Nice Kicks: At an event like the All Nations Skate Jam, what’s the competitive atmosphere like?
Todd Harder: Skateboarding always has been a sport where there were always guys that were going to beat you and you wanted to beat them next contest. But, you where there cheering them on or hitting the board on the coping when they would bust out a sweet trip. You were always in support of them. No one’s sitting there begrudging them, it’s just never been the way our sport’s been. You were cheering them on as much as the crowd was even if you were competing against them. It’s very evident in our contest that the groups that come aren’t like organized teams but in skateboarding they’re almost family. They come and they cheer everybody on. That’s one of the unique things about skateboarding that I’ve always loved. If you miss a trick, everybody’s cheering for you to try it again because they want to see you nail it. It’s a cool, unique thing about our sport and our way of life.

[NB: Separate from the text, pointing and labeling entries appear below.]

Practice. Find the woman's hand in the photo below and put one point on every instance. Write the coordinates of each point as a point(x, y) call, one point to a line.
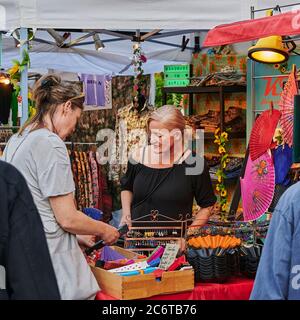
point(202, 217)
point(126, 219)
point(86, 241)
point(109, 234)
point(182, 244)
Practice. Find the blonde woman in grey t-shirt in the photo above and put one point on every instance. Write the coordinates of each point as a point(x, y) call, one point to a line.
point(38, 151)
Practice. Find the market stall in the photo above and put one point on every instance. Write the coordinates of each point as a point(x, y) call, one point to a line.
point(250, 168)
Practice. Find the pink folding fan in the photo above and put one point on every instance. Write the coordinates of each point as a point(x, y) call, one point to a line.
point(262, 132)
point(257, 187)
point(286, 106)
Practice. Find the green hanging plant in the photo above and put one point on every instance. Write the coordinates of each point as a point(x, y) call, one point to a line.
point(16, 70)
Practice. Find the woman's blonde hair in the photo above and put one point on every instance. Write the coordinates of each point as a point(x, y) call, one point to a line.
point(170, 116)
point(48, 92)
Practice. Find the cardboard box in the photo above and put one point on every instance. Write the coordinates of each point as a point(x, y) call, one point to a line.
point(142, 286)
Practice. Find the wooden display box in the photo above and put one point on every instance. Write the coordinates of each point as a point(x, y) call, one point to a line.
point(143, 286)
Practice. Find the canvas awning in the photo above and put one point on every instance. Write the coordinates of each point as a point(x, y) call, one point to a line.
point(282, 24)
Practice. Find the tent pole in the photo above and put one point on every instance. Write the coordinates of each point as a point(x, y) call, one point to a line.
point(0, 50)
point(24, 75)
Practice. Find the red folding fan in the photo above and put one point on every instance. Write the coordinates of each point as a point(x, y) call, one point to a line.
point(257, 187)
point(262, 132)
point(286, 106)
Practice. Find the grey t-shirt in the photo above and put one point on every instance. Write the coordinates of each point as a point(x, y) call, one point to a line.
point(41, 156)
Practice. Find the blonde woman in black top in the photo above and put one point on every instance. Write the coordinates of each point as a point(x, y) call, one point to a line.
point(165, 176)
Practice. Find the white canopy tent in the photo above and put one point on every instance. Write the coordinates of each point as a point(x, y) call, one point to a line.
point(129, 14)
point(105, 16)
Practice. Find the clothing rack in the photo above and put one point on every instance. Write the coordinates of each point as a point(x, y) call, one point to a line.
point(5, 128)
point(81, 143)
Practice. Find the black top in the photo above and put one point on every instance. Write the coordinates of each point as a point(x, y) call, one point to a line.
point(24, 251)
point(175, 194)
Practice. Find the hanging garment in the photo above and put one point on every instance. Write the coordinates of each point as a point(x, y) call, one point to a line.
point(23, 247)
point(81, 192)
point(105, 198)
point(75, 175)
point(5, 101)
point(42, 158)
point(130, 132)
point(85, 180)
point(95, 181)
point(14, 108)
point(89, 178)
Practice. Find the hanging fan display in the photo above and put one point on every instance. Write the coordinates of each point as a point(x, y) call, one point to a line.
point(263, 131)
point(108, 254)
point(286, 106)
point(257, 187)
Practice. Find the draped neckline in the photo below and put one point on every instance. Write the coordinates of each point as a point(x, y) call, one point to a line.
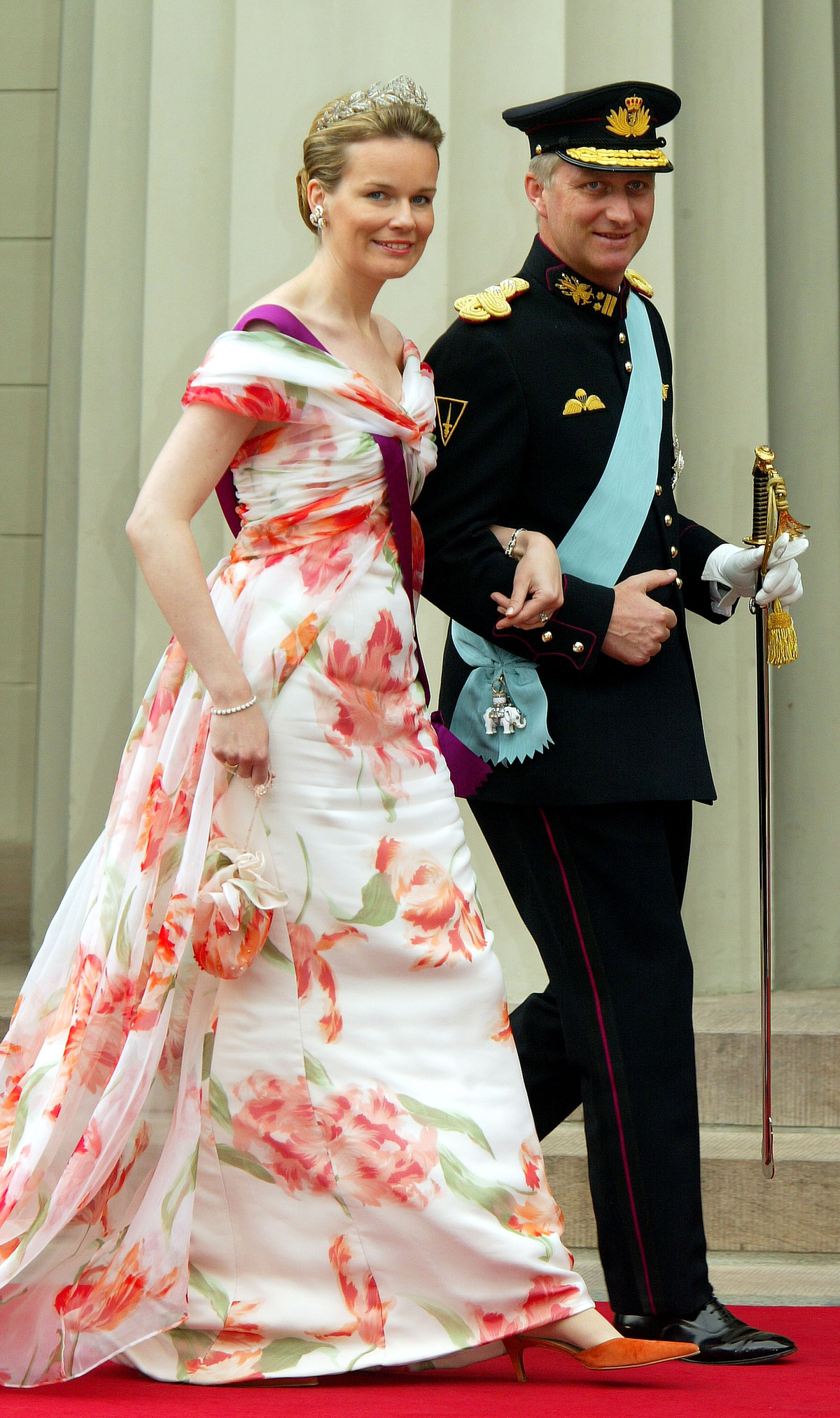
point(308, 338)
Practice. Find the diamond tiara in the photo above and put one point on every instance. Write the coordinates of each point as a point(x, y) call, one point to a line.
point(379, 95)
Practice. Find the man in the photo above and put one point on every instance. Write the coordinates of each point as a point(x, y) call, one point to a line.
point(556, 415)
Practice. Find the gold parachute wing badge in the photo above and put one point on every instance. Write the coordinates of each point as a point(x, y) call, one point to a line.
point(491, 304)
point(639, 282)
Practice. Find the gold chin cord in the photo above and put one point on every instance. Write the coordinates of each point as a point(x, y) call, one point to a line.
point(775, 644)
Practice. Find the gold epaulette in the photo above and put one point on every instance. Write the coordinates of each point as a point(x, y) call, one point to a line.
point(491, 304)
point(639, 282)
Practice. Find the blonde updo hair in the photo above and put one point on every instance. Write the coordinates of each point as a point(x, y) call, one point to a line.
point(325, 149)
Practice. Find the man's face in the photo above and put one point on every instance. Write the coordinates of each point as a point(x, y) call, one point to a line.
point(592, 220)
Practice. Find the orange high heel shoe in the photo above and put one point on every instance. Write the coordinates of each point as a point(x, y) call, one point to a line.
point(612, 1353)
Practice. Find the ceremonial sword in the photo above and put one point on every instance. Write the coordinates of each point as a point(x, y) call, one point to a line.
point(775, 644)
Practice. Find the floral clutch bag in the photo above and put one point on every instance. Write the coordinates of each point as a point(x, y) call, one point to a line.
point(235, 903)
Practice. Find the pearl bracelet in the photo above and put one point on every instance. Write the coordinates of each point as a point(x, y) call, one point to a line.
point(510, 546)
point(237, 708)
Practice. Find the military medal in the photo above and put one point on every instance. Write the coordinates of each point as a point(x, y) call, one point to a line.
point(679, 463)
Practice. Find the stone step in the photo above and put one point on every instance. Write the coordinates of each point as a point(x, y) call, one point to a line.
point(798, 1211)
point(748, 1279)
point(805, 1058)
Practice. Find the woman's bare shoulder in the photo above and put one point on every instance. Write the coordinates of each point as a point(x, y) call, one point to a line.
point(391, 338)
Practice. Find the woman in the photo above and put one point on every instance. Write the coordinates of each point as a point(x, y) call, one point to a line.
point(326, 1162)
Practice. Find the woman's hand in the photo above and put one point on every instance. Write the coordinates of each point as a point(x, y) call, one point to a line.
point(240, 741)
point(537, 586)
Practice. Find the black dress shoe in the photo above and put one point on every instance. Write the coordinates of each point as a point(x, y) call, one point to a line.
point(720, 1336)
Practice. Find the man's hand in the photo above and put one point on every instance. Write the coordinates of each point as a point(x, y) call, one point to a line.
point(639, 627)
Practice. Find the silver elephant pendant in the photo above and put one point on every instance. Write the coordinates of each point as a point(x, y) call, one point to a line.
point(503, 714)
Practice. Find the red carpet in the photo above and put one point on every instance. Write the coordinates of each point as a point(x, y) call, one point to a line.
point(809, 1383)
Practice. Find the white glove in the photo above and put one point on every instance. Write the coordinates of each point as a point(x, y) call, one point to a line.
point(733, 572)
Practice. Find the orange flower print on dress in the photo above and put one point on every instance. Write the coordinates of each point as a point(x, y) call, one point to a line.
point(505, 1033)
point(312, 969)
point(254, 402)
point(373, 712)
point(106, 1295)
point(95, 1213)
point(360, 1295)
point(438, 914)
point(292, 650)
point(237, 1347)
point(547, 1302)
point(276, 1125)
point(374, 1156)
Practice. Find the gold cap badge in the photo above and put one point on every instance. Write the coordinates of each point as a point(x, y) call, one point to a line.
point(631, 121)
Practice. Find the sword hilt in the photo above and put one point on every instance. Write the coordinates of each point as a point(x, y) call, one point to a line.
point(762, 468)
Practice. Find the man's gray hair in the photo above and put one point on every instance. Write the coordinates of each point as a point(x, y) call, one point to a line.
point(543, 167)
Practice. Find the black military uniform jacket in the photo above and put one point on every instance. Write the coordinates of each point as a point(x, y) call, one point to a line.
point(528, 408)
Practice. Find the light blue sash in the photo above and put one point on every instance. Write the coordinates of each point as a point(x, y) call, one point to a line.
point(595, 549)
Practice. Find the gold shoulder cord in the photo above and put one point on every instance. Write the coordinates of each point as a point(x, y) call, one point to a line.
point(639, 282)
point(491, 304)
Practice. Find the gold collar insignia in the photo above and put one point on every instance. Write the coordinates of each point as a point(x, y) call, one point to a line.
point(582, 294)
point(449, 412)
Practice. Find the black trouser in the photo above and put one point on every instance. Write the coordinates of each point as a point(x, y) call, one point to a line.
point(599, 888)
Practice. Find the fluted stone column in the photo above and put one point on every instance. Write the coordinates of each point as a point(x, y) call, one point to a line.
point(805, 431)
point(722, 413)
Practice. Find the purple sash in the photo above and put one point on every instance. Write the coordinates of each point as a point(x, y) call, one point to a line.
point(466, 769)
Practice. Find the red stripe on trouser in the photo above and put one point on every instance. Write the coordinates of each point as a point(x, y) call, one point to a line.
point(603, 1027)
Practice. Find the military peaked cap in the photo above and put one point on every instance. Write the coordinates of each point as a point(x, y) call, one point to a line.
point(612, 127)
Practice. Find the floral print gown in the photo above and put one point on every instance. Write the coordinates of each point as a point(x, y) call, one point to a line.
point(329, 1162)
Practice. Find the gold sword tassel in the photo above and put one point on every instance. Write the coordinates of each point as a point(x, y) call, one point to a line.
point(775, 643)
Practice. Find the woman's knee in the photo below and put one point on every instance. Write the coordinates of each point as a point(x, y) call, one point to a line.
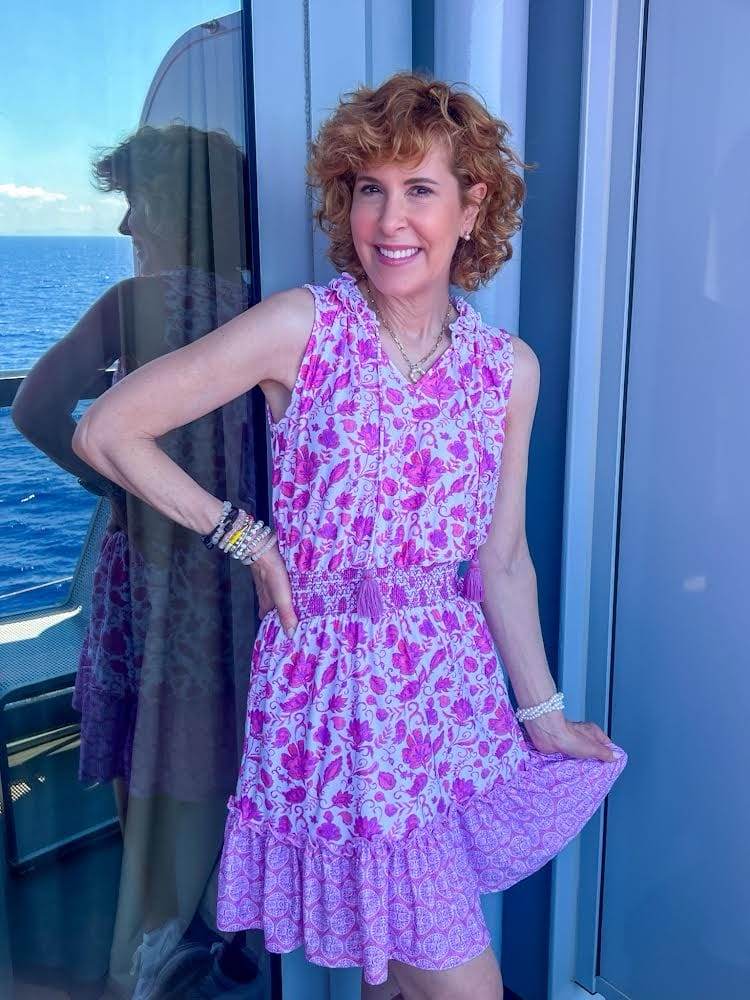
point(477, 979)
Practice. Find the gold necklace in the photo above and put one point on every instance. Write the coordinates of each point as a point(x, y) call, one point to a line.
point(416, 368)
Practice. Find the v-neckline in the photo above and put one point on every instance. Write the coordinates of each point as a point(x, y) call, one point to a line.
point(384, 358)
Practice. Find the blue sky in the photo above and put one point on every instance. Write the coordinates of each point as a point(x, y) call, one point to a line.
point(75, 74)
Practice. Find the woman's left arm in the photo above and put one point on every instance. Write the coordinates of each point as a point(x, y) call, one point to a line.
point(510, 603)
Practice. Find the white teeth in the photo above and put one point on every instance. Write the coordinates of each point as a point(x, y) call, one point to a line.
point(397, 254)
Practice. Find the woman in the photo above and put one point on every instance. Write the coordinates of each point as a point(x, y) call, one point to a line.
point(386, 782)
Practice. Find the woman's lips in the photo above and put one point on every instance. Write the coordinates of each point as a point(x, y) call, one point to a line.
point(397, 261)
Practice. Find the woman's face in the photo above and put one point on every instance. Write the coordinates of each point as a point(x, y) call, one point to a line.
point(414, 212)
point(134, 224)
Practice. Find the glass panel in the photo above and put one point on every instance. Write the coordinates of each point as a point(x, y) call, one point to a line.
point(124, 642)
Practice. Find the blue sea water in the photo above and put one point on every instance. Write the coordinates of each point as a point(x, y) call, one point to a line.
point(46, 284)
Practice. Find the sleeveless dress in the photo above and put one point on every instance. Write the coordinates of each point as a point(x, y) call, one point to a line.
point(385, 782)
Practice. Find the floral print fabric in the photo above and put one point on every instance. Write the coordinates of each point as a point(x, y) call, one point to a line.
point(385, 781)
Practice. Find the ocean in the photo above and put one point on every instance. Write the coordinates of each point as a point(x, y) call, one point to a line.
point(46, 284)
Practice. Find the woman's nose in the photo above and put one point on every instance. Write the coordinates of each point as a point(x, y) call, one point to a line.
point(392, 217)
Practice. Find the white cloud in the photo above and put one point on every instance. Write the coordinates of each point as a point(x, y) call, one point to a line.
point(77, 210)
point(24, 191)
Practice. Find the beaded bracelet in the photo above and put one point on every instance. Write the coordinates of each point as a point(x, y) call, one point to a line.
point(235, 532)
point(228, 516)
point(534, 711)
point(245, 538)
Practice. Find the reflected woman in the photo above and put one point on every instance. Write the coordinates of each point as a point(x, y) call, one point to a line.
point(156, 680)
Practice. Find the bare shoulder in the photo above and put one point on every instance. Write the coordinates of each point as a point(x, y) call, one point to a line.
point(287, 317)
point(525, 381)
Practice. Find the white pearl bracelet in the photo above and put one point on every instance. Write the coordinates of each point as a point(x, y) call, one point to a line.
point(534, 711)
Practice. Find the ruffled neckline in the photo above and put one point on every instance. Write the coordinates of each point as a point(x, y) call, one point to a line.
point(467, 319)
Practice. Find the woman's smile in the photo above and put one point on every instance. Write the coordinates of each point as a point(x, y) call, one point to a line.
point(396, 256)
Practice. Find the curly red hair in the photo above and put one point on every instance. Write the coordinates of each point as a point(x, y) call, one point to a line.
point(398, 122)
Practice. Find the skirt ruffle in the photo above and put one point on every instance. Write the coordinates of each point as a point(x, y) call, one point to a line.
point(415, 899)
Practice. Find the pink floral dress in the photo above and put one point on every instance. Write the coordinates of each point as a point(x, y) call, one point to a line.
point(385, 782)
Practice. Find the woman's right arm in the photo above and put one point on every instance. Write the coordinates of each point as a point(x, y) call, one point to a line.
point(119, 432)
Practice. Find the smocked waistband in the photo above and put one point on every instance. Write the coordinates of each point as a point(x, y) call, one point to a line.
point(319, 592)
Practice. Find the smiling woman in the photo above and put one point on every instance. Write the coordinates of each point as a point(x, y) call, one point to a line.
point(386, 782)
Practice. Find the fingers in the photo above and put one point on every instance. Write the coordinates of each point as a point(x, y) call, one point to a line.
point(287, 614)
point(597, 743)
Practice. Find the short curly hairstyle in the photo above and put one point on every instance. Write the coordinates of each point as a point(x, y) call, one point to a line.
point(398, 122)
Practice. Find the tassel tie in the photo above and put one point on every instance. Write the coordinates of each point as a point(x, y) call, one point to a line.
point(472, 585)
point(370, 598)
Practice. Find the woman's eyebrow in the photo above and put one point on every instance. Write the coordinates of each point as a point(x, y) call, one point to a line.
point(409, 180)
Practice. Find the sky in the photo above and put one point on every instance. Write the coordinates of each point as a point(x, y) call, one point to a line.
point(75, 75)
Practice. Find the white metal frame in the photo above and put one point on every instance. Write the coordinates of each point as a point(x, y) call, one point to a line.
point(614, 36)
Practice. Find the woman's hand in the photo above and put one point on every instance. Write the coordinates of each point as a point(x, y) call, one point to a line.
point(274, 588)
point(553, 733)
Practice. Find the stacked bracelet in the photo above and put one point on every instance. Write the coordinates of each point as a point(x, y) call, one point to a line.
point(534, 711)
point(241, 536)
point(229, 515)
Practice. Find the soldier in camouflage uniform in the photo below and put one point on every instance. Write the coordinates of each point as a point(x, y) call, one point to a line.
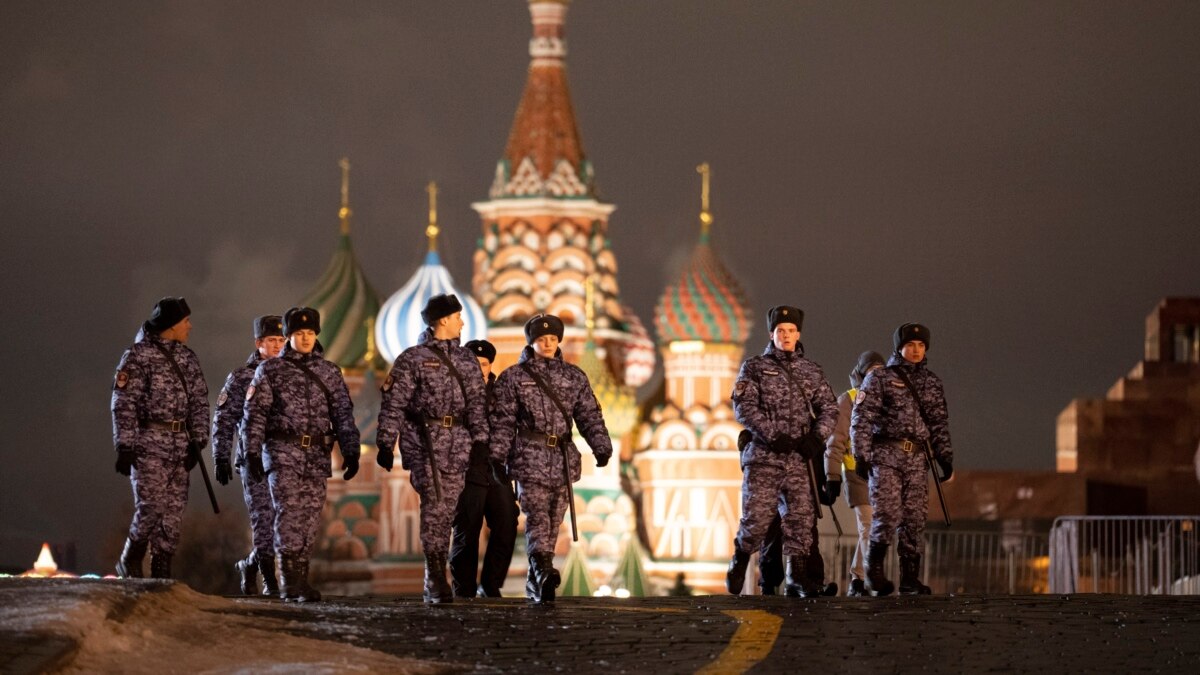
point(295, 405)
point(160, 424)
point(889, 437)
point(268, 342)
point(840, 460)
point(537, 402)
point(487, 494)
point(433, 401)
point(780, 396)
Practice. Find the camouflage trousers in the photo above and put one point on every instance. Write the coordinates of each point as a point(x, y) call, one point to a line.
point(437, 515)
point(786, 490)
point(544, 507)
point(160, 495)
point(900, 500)
point(298, 496)
point(257, 495)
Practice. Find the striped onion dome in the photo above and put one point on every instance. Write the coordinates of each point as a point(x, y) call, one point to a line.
point(707, 304)
point(618, 404)
point(346, 300)
point(343, 297)
point(400, 320)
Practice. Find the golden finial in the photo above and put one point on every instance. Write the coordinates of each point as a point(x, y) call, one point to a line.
point(343, 214)
point(706, 216)
point(589, 311)
point(370, 356)
point(432, 230)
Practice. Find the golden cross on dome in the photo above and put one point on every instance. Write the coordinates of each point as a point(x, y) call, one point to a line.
point(706, 216)
point(432, 230)
point(343, 214)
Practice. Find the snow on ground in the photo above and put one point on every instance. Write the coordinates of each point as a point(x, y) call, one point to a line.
point(155, 627)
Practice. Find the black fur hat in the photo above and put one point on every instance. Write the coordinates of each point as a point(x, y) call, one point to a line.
point(907, 333)
point(544, 324)
point(439, 306)
point(167, 312)
point(483, 348)
point(301, 317)
point(784, 314)
point(269, 326)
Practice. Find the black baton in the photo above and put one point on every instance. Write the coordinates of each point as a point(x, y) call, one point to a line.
point(570, 494)
point(941, 497)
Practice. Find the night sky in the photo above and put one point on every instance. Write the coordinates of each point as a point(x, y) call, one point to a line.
point(1021, 177)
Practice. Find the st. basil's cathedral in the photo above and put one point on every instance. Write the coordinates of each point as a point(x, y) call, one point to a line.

Nice Kicks: What do you want kids to take from the Nibwaakaawin x Vans collection and the All Nations Skate Jam?
Todd Harder: It’s a lot to just keep getting inspired. ‘Keep moving forward.’ That’s my biggest phrase in life. That’s one of the messages that we teach those kids there. Keep moving forward. Find your goals and make your goals a reality. We let them know that anything can happen. When you think back to how big Vans shoes are, it was just a couple of guys that started it and wanted to make some shoes. So I always tell the kids, you can do anything, these guys just wanted to make shoes. Look at what they’re doing now? They’re still making shoes! [Laughs] They’re making a lot more shoes, but they’ve developed a way of life. They’ve helped build industries. They’ve done huge things. Even the help that they’ve given us. For Vans, it’s a little drop in the bucket, a pebble in the ocean. But the ripple effect that it’s made not just for our organization but all across Indian country has tribal leaders looking at it more and thinking maybe we should build a skate park for our kids. It’s really added some weight that’s made us legitimate. That’s one of those messages that I like the kids to know: all it takes is one little pebble, you’ve gotta be that person to throw that pebble in the water.
Nibwaakaawin x Vans 2013 CollectionThe Nibwaakaawin x Vans 2013 Capsule Collection will launch this weekend at the All Nations Skate Jam.